Según la presentación, la conversación abarcó varios aspectos de las operaciones de Live Nation, y aunque el litigio en curso del DOJ surgió como un tema, Rapino y Trump no entraron en detalles sobre cómo podría ser una posible resolución. La Casa Blanca ha declinado comentar, remitiendo las preguntas al Departamento de Justicia, que no ha comentado.
Más allá de la conversación entre Rapino y Trump, la presentación revela que los abogados de la oficina del consejo de la Casa Blanca participaron en la finalización del acuerdo. Una hoja de términos que capturaba los términos acordados fue firmada el 5 de marzo después de una reunión que reunió a Live Nation y funcionarios de la división antimonopolio del DOJ, la oficina del fiscal general, la oficina del fiscal general adjunto y la oficina del consejo de la Casa Blanca, informó CNN . Ni el juez que presidía ni los abogados del DOJ que llevaban el caso habían sido informados de que el acuerdo se acercaba antes de que se anunciara públicamente cuatro días después, a mitad de la segunda semana del juicio.
Aliados de Trump desde hace mucho tiempo, como Kellyanne Conway, Mike Davis y Richard Grenell, fueron nombrados en la presentación como participantes en las negociaciones más amplias.
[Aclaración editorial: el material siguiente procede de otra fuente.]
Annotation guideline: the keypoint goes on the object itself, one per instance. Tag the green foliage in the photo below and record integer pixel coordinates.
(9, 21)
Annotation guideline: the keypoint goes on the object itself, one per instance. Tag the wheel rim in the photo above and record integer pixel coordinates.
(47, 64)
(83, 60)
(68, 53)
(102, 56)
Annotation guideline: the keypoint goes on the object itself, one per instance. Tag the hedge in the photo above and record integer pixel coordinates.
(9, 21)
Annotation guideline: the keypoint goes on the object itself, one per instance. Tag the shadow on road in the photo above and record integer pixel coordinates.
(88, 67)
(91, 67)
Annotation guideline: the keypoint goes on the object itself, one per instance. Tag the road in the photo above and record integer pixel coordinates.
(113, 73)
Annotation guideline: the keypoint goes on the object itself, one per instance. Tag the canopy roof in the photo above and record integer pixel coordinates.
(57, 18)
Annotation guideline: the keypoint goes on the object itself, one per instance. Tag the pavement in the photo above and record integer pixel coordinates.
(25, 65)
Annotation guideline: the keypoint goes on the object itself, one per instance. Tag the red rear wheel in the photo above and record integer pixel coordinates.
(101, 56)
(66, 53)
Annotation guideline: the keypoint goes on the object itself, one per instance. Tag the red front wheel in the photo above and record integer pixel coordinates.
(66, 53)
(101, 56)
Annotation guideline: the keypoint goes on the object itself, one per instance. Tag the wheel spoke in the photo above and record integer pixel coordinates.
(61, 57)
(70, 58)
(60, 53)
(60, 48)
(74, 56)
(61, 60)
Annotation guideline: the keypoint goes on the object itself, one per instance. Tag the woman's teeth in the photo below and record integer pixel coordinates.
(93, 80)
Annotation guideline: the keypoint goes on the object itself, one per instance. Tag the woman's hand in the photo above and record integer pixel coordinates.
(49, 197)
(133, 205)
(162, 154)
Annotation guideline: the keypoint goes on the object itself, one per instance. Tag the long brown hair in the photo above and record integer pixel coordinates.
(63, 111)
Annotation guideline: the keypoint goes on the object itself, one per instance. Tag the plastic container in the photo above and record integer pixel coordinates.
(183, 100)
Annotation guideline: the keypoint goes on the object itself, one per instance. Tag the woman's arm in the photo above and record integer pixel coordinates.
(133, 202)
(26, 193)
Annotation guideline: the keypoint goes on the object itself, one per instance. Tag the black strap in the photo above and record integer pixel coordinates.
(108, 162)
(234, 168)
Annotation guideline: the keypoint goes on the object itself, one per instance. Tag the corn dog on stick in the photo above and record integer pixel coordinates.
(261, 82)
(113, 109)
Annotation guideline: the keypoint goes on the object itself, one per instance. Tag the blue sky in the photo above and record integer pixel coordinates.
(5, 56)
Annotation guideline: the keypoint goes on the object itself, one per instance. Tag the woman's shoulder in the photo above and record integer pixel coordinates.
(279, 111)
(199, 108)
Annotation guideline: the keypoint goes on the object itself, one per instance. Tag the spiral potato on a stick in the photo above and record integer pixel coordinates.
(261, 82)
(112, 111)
David Dahlquist, quien dirigió el equipo de juicio del DOJ, dejó la agencia aproximadamente un mes después de que se cerró el acuerdo; hablando en una conferencia de la industria recientemente, reconoció haber sido excluido completamente del proceso de acuerdo y dijo que, incluso después de que se anunció el acuerdo, su opinión era que el gobierno tenía un caso ganador.
La divulgación añade escrutinio sobre la participación de la Casa Blanca en la toma de decisiones del Departamento de Justicia. El Wall Street Journal informó anteriormente que Trump presionó personalmente a sus asistentes para alcanzar el acuerdo, y los demócratas del Congreso lo han calificado como un "trato de favor", según Billboard. La destitución de Gail Slater de su cargo al frente de la división antimonopolio del DOJ también ocurrió en febrero, lo que significa que fue destituida el mismo mes en que Rapino y Trump hablaron.
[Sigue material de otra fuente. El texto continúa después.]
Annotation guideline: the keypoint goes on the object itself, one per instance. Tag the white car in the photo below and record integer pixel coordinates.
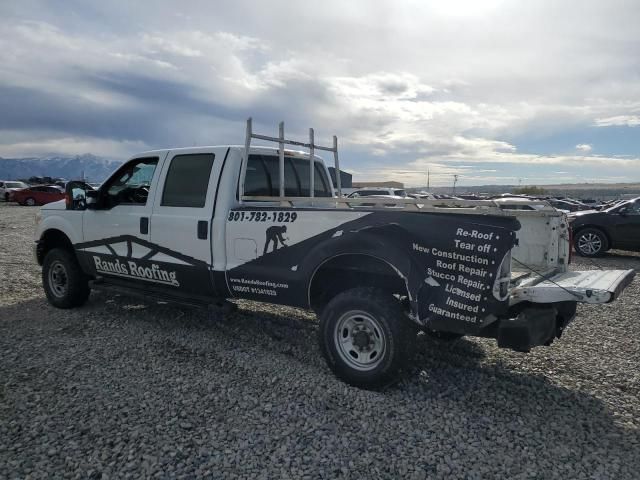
(7, 187)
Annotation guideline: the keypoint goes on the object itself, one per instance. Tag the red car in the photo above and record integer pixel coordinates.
(38, 195)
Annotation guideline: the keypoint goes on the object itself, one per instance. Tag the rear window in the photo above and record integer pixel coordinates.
(263, 177)
(187, 181)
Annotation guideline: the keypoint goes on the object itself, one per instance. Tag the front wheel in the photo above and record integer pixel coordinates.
(65, 284)
(590, 242)
(365, 337)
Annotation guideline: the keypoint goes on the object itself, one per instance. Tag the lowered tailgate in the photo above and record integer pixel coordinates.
(591, 286)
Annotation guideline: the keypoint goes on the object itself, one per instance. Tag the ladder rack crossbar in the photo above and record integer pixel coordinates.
(292, 142)
(282, 141)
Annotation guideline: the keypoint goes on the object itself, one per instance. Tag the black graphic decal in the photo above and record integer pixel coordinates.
(275, 235)
(449, 264)
(179, 271)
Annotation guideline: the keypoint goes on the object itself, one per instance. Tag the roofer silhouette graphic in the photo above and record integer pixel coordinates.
(274, 234)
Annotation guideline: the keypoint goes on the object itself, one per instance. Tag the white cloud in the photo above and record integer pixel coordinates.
(414, 84)
(619, 120)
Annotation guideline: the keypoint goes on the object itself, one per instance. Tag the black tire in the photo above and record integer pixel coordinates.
(65, 284)
(379, 338)
(590, 242)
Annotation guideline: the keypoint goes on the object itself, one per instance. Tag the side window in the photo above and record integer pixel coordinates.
(634, 208)
(291, 179)
(320, 182)
(263, 177)
(131, 185)
(187, 180)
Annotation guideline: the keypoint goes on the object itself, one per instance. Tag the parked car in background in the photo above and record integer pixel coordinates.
(38, 195)
(386, 191)
(7, 187)
(568, 205)
(595, 232)
(518, 203)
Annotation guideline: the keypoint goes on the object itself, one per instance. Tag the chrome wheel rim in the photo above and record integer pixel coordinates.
(58, 280)
(360, 340)
(589, 243)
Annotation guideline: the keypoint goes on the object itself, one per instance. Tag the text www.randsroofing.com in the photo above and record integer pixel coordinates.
(257, 287)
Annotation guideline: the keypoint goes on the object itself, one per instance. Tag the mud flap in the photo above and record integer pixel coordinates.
(531, 328)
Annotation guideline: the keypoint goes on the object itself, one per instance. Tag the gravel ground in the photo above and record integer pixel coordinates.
(120, 388)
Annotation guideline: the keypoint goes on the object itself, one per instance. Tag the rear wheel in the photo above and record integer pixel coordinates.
(365, 337)
(65, 284)
(590, 242)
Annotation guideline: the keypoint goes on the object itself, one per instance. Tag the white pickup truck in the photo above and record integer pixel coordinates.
(203, 225)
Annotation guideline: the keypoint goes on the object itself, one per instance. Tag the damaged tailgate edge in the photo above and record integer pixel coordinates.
(591, 286)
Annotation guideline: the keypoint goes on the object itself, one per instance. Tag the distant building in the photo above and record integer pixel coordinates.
(345, 178)
(378, 184)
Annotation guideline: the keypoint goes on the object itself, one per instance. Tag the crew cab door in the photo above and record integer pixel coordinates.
(116, 231)
(180, 225)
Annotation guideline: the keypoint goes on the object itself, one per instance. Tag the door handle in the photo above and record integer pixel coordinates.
(202, 229)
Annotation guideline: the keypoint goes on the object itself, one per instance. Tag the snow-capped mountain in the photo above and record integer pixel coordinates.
(94, 169)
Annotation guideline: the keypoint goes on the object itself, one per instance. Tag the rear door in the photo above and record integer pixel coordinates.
(180, 224)
(627, 225)
(116, 233)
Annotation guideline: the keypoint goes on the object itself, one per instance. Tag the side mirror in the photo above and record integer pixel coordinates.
(75, 195)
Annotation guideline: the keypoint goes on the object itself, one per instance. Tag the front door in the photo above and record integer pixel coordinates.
(181, 220)
(116, 233)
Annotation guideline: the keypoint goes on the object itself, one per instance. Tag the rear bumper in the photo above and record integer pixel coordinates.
(591, 286)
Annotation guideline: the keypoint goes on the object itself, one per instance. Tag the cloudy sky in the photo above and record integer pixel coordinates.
(495, 91)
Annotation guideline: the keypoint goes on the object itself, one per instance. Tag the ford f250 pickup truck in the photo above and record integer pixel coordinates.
(204, 225)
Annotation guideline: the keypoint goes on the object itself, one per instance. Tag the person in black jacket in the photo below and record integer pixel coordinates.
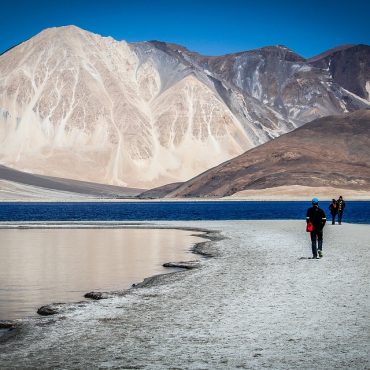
(341, 204)
(317, 217)
(333, 208)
El acuerdo del DOJ requería que Ticketmaster permitiera a los vendedores rivales acceder a la venta de entradas en ciertos anfiteatros y limitaba las tarifas de servicio en algunos lugares, pero no exigía cambios estructurales en la empresa.
Más de 30 estados se negaron a aceptar el acuerdo federal y avanzaron en el juicio, donde un jurado dictaminó que Live Nation había monopolizado ilegalmente el sector de la música en vivo; el jurado también determinó que las prácticas de la empresa habían costado a los compradores de entradas un adicional de $1.72 por entrada. Ahora, los estados buscan daños de hasta $700 millones y han pedido que Live Nation venda Ticketmaster. El juez de distrito de EE. UU. Arun Subramanian decidirá si aprueba el acuerdo del DOJ y determinará las medidas en función del veredicto.